I have a very special blog today. My great-niece, Mia Maria Rafield, has written a short story. Mia was visiting Mimi and Poppy's house where she discovered an actual, old-fashioned typewriter. She was intrigued, deeming it "fascinating". Mia mastered the operation of the machine in no time and began to write.

Mia is in the second grade and loves to read, read, read. But she's not only a bookworm. Mia also has her yellow belt in karate, is a Daisy Scout, loves archery and climbing, and they haven't invented an amusement park ride that she won't go on. And I have to add that she's cute as a bug!

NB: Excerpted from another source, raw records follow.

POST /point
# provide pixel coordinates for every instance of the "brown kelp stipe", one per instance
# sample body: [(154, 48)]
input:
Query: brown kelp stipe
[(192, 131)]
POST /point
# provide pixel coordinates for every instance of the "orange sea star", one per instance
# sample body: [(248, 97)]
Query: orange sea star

I have re-typed the entire story and letter here with a bit of editing (spelling and punctuation only, the text is all Mia's). I hope you enjoy this budding author's work as much as I did.

Dear Aunt Penny,
Please publish my story - I have been working on this for 5 years, I mean minutes, and I think you understand. So anyway please publish my story.
Love Mia Marie Rafield

Wednesday March 12 2014

In the beginning of the day, well I guess it was not so great of a morning. My Nana told me that if I did not fold my clothes and clean my room and take everything off of my hangers that I could not go to Mimi's and Poppy's house. That made me sad.

So I rushed right in to my room and got to work.

20 minutes later the doorbell rings. I got my socks and shoes, got my bags and stood at the door. But when I opened the door it was my brothers' baby sitter. I got my brother and gave him to her, I said good bye. I shut the door and waited on the sofa.

10 minutes later the door bell rings again. This time was sure it was them. And it was. I was so excited!